Opinion
2003-01991.
Decided March 22, 2004.
In a proceeding pursuant to CPLR article 75 to vacate an arbitration award, the petitioner appeals from an order and judgment (one paper) of the Supreme Court, Kings County (Vaughan, J.), dated June 17, 2002, which denied the petition, confirmed the award, and dismissed the proceeding.
Barry, McTiernan Moore, New York, N.Y. (Anthony J. McNulty of counsel), for appellant.
Michael A. Cardozo, Corporation Counsel, New York, N.Y. (Edward F.X. Hart and Drake A. Colley of counsel), for respondent.
Before: ANITA R. FLORIO, J.P., GABRIEL M. KRAUSMAN, ROBERT W. SCHMIDT, SANDRA L. TOWNES, JJ.
DECISION ORDER
ORDERED that the order and judgment is affirmed, with costs.

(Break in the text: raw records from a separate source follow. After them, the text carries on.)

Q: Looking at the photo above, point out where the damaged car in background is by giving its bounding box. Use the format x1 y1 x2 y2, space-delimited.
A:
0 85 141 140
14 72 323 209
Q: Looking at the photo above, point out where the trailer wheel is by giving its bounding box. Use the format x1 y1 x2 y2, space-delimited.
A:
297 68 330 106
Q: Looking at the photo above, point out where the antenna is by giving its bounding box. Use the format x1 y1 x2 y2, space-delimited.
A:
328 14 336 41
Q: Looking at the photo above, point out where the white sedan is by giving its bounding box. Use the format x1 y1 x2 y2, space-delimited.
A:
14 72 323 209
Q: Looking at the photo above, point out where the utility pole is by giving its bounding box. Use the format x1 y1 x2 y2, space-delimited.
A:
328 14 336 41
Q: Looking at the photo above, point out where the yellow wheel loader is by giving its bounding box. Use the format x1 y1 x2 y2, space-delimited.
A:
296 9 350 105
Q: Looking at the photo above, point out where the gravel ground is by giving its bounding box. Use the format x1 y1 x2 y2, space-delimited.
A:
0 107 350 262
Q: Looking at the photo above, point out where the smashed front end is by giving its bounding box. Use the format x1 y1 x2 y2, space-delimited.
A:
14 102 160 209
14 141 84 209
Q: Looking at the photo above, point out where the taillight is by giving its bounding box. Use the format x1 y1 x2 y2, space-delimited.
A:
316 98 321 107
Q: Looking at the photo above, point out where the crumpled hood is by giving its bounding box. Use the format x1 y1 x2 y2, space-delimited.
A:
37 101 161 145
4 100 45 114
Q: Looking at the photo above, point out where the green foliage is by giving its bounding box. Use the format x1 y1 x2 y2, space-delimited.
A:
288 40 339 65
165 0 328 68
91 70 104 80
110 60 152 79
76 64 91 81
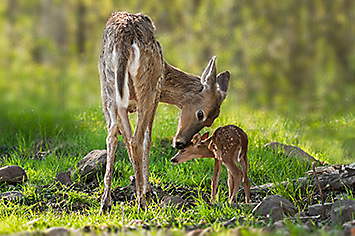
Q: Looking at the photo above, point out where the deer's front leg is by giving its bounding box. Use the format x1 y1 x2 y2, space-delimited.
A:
211 159 222 204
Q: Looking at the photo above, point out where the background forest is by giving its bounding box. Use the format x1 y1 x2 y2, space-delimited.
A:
0 0 355 161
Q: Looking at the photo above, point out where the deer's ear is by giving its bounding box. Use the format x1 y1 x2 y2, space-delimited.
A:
192 133 201 145
201 56 217 88
216 71 230 101
201 132 210 140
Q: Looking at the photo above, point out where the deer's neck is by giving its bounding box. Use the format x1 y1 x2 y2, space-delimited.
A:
160 62 203 108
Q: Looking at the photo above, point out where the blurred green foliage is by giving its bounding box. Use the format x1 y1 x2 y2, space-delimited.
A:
0 0 355 114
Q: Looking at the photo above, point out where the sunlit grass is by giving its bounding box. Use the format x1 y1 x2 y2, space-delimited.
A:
0 97 355 235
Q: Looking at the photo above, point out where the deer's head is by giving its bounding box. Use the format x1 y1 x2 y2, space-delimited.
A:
171 132 214 164
173 57 230 149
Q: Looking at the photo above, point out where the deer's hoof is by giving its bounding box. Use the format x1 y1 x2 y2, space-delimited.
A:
99 193 112 215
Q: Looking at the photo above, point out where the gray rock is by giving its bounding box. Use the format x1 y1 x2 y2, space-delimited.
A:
0 166 27 184
56 172 73 186
44 227 70 236
264 142 317 163
330 199 355 225
0 191 25 202
308 202 333 216
252 195 297 222
69 150 107 183
342 220 355 235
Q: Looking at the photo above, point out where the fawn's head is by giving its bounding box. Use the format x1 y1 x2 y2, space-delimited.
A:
173 57 230 149
171 132 214 164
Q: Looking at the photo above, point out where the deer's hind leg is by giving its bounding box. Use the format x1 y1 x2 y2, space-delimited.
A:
131 43 163 208
100 54 132 214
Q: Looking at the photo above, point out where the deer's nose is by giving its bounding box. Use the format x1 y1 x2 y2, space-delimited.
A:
175 142 186 150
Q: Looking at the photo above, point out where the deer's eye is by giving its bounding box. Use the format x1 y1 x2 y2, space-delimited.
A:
196 110 203 120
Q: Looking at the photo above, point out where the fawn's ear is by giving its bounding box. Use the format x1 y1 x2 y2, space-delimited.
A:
201 132 210 140
192 133 201 145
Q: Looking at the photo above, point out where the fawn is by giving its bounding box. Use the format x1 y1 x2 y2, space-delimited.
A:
171 125 250 203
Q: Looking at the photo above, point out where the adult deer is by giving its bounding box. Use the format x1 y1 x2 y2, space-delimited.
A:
171 125 250 203
99 12 230 213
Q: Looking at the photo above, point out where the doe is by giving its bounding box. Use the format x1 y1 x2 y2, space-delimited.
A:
171 125 250 203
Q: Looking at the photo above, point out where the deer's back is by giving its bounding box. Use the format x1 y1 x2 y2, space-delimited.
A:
103 12 156 46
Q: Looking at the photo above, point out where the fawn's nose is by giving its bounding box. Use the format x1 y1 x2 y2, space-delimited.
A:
175 141 186 150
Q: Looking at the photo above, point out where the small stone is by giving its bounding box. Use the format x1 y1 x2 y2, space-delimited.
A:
308 202 333 216
56 172 73 186
330 199 355 225
0 165 27 184
0 191 25 202
163 195 185 208
252 195 297 220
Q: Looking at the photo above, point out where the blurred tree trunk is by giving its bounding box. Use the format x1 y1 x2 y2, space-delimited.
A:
76 1 87 55
51 1 68 56
5 0 17 65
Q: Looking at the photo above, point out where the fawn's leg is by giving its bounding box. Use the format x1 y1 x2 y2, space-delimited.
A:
224 162 243 203
211 159 222 204
240 153 250 203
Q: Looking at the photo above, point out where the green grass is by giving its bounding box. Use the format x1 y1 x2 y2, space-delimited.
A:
0 100 355 235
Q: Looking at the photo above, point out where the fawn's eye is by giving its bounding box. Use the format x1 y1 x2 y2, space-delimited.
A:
196 110 203 120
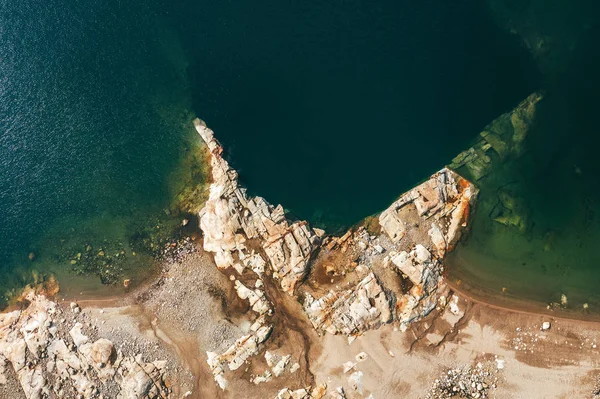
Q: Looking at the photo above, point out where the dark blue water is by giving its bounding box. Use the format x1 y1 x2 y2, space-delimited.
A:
169 0 540 229
0 0 189 294
0 0 540 300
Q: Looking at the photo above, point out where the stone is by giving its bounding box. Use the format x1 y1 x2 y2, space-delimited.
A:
542 321 550 331
303 273 391 335
348 371 364 395
194 119 322 295
343 360 356 374
69 323 89 346
0 289 169 399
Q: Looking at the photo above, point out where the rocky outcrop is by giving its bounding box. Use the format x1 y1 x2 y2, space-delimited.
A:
194 119 319 294
206 278 273 390
304 168 477 335
194 119 477 390
0 291 170 399
449 93 543 181
304 273 392 335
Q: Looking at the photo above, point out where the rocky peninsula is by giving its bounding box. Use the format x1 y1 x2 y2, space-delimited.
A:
0 94 600 399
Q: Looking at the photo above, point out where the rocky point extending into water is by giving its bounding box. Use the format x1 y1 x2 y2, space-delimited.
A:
194 119 477 397
8 99 600 399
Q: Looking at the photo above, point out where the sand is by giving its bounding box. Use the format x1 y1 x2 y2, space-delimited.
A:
7 245 600 399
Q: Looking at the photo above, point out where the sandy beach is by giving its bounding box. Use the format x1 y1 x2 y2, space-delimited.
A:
8 244 600 399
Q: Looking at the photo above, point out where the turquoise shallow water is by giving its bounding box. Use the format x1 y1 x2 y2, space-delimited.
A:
0 0 196 296
0 0 600 316
450 22 600 316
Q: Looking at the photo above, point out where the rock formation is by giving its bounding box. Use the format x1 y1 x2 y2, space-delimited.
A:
0 291 170 399
194 119 477 392
449 93 543 181
194 119 319 295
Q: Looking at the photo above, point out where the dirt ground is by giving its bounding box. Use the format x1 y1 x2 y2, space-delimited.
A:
21 245 600 399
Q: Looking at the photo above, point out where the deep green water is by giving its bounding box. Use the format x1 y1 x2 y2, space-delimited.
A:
450 21 600 316
0 0 600 312
0 0 196 300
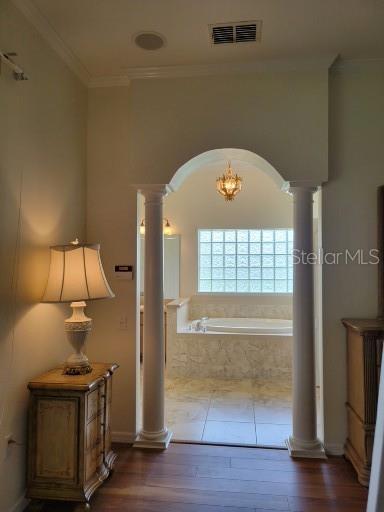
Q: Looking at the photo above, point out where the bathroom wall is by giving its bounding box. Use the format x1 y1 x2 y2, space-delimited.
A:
87 68 328 440
88 61 384 452
164 161 293 297
0 0 86 512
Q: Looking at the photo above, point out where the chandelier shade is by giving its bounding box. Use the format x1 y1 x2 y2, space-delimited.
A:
216 162 243 201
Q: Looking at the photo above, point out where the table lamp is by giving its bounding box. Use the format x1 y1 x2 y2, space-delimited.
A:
42 239 114 375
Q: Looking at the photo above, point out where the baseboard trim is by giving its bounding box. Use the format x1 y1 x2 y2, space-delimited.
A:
324 443 345 455
112 432 137 444
8 492 29 512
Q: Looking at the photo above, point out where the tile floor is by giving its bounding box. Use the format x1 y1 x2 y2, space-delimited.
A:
166 379 291 447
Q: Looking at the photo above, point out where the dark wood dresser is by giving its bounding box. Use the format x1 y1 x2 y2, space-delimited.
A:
27 363 117 507
342 318 384 486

Pursuant to CPLR 7511(a), an application to vacate an arbitrator's award must be made "by a party within ninety days after [its] delivery to [that party]." Here, the documentary evidence submitted in support of the petitioner's application established that the petitioner received the arbitrator's decision no later than November 9, 2001. Since this proceeding was commenced more than 90 days thereafter, the Supreme Court properly dismissed it as untimely ( see Werner Enters. Co. v. New York City Law Dept., 281 A.D.2d 253; Matter of National School Bus Serv., 267 A.D.2d 995; Matter of State Farm Mut. Ins. Co. v. Elias, 221 A.D.2d 547; Lopez v. Coughlin, 220 A.D.2d 349).
Contrary to the petitioner's contentions, the fact that the arbitrator's decision was served on the petitioner by mail did not extend its time to commence this proceeding by five days ( see Matter of Fiedelman v. New York State Dept. of Health, supra; Matter of ATM One v. Lanaverde, 307 A.D.2d 922), as the provision of CPLR 2103 extending time for service made by mail "is expressly restricted to service 'in a pending action'" ( Matter of Fiedelman v. New York State Dept. of Health, 58 N.Y.2d 80, 82).
The petitioner's remaining contentions are without merit.
FLORIO, J.P., KRAUSMAN, SCHMIDT and TOWNES, JJ., concur.